Walls of the buildings at the rear of Karnak

This is a statue of the sacred Scarab Beetle, who was a symbol of renewal and rebirth.

Ruins of temple buildings

Engravings of the Egyptian Gods

The Sacred Lake

The Temple of Luxor

I could have happily spent many more hours exploring Karnak, but it was time to move on to the "Southern House" of the complex, the Temple of Luxor, dedicated to Amun Ra's wife, Mut, and their son, Khonsu, the God of the Moon.

The Temple of Luxor

The three kilometers between the big temple and this much smaller one on the banks of the Nile was once an avenue lined with Sphinxes.  During the annual Opet Festival, the priests would place the statue of Amun Ra into a barge, which they carried down the Avenue of the Sphinxes from the Great Temple to Luxor.  

Part of the Avenue of the Sphinxes still exists.

A replica of the ceremonial barge

The Luxor temple was also built during the 18th Dynasty by the Pharoah Amenhotep III, who was the grandfather of King Tut (Tutankhamen).  

Luxor presents a visual timeline of Egyptian history.  High on one of the outer walls is a mosque, which is built over a Christian church, which is built on top of the ancient temple.  At one time, the village of Luxor sat atop the rubble and sand that covered this entire complex.  There are photos of residents standing next to the heads of the pharaohs' statues, either not knowing or not caring that the rest of the statues waited below the soil.  Eventually, the government moved the residents of the village into new homes while archaeologists began the task of uncovering the temple.

A Muslim Mosque on top of a Christian Church on top of an Egyptian Temple

Look at the residents of Luxor standing in front of the Temple of Luxor -
then look at the photo below of the very same statues today!

The Temple of Luxor today

Behind the massive Pylon entrance are the courtyards and shrines of the temple.  In the Sun Court of Amenhotep III, Deda pointed out the unique columns of the temple, graceful, fluted towers representing bundles of papyrus. 

Throughout the grounds of Luxor are statues of pharaohs and engravings showing their exploits in war and in trade.

Rob stands in front of Ramses II

Ramses II

This engraving may be depictions of warriors or slaves

This engraving shows that ancient Egypt was communicating with sub-Saharan Africa

More statues of Ramses II

My research did not discover the identity of this royal couple seated in Luxor.

We walked to the Sanctuary at the back of the temple, which was rebuilt by Alexander the Great, as a tribute to his "father," Amun Ra!  This was amusing, as we know that Alex's father was Philip of Macedonia.  But Alexander was nothing if not ambitious.  He loved Greece and added it to his mighty empire by declaring himself a god and becoming a pharaoh.  It is speculated that the priests allowed it because he promised to restore the temples, and indeed, he did.

During the Roman Empire's occupation of Egypt, the Romans turned the Luxor Temple complex into a fort and the sanctuary into a Roman chapel.

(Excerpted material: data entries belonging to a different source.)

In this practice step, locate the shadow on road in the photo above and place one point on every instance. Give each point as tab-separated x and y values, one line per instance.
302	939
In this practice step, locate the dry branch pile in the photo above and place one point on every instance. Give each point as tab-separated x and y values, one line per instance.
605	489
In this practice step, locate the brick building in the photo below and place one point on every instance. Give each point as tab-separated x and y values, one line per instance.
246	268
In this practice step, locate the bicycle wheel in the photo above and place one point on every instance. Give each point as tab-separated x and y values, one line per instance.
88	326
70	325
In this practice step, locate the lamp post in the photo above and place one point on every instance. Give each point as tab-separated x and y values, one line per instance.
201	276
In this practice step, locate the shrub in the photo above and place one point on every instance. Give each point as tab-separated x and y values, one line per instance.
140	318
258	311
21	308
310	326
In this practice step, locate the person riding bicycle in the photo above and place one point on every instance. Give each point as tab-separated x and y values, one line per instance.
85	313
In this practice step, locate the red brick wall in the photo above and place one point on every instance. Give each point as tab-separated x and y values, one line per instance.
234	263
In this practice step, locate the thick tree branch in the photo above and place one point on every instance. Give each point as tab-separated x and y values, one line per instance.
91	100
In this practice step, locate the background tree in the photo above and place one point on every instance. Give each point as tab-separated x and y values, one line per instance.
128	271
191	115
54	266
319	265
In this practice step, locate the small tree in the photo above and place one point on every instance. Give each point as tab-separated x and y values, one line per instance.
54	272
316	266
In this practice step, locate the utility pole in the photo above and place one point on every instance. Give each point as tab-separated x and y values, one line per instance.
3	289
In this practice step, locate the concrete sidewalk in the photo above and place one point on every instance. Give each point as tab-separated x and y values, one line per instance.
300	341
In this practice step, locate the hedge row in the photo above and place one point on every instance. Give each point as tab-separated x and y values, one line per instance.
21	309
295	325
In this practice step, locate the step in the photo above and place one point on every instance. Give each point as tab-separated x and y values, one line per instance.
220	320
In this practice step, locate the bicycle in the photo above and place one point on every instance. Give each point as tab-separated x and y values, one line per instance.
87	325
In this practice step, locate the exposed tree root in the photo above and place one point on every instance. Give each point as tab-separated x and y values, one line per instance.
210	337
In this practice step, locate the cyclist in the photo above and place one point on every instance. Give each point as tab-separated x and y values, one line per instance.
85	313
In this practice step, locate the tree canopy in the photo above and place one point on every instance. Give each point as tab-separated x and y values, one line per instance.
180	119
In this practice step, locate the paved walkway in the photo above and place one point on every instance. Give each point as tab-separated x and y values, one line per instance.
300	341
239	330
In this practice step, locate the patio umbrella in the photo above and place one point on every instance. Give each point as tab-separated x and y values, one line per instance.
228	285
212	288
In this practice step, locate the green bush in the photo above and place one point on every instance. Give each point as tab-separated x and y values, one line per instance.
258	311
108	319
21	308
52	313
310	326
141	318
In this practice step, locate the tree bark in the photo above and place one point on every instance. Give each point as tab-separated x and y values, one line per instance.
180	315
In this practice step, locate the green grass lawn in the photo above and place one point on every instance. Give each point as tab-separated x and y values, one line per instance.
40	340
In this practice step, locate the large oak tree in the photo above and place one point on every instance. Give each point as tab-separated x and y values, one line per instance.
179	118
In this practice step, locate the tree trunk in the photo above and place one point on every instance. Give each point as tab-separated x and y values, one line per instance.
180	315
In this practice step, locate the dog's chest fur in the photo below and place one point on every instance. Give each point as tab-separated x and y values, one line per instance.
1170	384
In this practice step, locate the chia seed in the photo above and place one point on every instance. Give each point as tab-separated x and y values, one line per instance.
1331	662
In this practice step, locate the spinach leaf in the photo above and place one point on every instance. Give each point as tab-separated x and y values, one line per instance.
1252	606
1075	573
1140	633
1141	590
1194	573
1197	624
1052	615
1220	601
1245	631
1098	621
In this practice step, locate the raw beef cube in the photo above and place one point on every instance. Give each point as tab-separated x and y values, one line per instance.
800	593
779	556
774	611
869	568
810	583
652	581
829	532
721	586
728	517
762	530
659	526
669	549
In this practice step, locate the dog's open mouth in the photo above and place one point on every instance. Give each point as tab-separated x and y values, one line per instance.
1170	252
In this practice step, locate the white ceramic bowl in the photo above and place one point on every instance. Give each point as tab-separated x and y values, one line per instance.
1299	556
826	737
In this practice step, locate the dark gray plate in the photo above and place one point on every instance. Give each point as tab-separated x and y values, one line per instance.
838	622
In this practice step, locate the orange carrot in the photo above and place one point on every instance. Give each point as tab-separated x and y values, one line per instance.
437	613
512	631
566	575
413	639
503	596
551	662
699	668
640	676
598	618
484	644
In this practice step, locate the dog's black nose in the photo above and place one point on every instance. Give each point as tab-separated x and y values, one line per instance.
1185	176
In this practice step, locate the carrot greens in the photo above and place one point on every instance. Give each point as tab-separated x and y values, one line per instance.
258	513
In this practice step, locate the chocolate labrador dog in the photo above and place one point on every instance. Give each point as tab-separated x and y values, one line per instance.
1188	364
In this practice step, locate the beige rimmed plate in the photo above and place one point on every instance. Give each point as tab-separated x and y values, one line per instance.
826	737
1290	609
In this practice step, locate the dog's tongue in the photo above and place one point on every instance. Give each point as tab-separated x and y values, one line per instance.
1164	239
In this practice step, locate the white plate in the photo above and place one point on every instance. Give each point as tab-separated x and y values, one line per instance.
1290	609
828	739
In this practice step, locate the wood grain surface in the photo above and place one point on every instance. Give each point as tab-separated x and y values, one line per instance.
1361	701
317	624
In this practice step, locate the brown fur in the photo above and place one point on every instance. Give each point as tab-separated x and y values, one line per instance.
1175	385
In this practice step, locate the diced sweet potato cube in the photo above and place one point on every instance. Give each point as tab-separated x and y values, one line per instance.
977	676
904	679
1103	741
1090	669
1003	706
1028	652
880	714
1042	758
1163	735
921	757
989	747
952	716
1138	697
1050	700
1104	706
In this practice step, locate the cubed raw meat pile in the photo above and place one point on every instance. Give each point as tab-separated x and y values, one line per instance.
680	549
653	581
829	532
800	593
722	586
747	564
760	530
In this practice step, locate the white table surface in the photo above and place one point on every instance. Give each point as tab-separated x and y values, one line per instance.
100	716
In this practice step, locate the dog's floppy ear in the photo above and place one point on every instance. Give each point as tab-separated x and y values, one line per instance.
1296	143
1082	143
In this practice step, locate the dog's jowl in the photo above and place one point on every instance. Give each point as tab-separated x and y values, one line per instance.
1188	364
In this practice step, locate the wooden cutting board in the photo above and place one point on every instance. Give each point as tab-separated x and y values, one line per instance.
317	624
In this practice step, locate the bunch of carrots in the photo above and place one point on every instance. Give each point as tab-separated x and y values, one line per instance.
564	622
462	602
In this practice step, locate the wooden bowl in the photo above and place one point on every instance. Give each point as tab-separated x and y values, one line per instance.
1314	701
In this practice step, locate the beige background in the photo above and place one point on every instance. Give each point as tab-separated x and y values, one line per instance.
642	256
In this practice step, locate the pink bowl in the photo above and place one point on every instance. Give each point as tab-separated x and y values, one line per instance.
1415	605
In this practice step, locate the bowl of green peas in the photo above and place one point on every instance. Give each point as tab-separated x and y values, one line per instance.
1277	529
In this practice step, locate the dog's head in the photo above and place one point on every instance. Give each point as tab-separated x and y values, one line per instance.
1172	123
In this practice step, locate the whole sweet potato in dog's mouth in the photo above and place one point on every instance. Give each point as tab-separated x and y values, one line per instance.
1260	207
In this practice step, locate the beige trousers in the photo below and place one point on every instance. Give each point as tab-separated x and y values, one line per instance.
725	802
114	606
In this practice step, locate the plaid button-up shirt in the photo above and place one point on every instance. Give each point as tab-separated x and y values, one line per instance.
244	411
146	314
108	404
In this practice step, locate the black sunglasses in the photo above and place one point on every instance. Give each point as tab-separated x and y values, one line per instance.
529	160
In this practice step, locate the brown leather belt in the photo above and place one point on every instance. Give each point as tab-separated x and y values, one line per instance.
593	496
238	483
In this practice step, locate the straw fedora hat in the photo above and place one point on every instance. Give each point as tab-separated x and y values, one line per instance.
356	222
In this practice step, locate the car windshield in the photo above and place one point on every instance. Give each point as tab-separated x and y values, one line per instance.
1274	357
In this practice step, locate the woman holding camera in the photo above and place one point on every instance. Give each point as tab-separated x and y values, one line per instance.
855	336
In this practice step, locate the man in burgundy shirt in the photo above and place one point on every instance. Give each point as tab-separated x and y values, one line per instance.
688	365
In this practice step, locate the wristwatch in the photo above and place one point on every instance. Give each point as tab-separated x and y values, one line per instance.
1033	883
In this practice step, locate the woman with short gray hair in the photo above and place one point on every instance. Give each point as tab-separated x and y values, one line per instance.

The building now has a distinctive Roman facade. Because the room had remained enclosed, the paintings and engravings on the walls remained vivid.

A Roman arch covers the entrance to the sanctuary.

This temple was originally dedicated to the goddess Mut. 
It later became a Roman temple and eventually a church.

Engravings inside the sanctuary

We had spent the entire morning and early afternoon exploring these incredible sights, but we got to spend the rest of the day settling into our stateroom on board the Moon Goddess cruise ship, one of the many boats floating down the Nile River.  From our balcony, we could see the Temple of Luxor, which sits on the banks of the Nile, glowing in the sunset.  

Our Nile Cruise Ship, the Moon Goddess

Tourists explore Luxor by horse buggy

The Temple of Luxor seen from our balcony aboard the Moon Goddess

Sunset over the Nile

The end of one of my favorite days of the trip.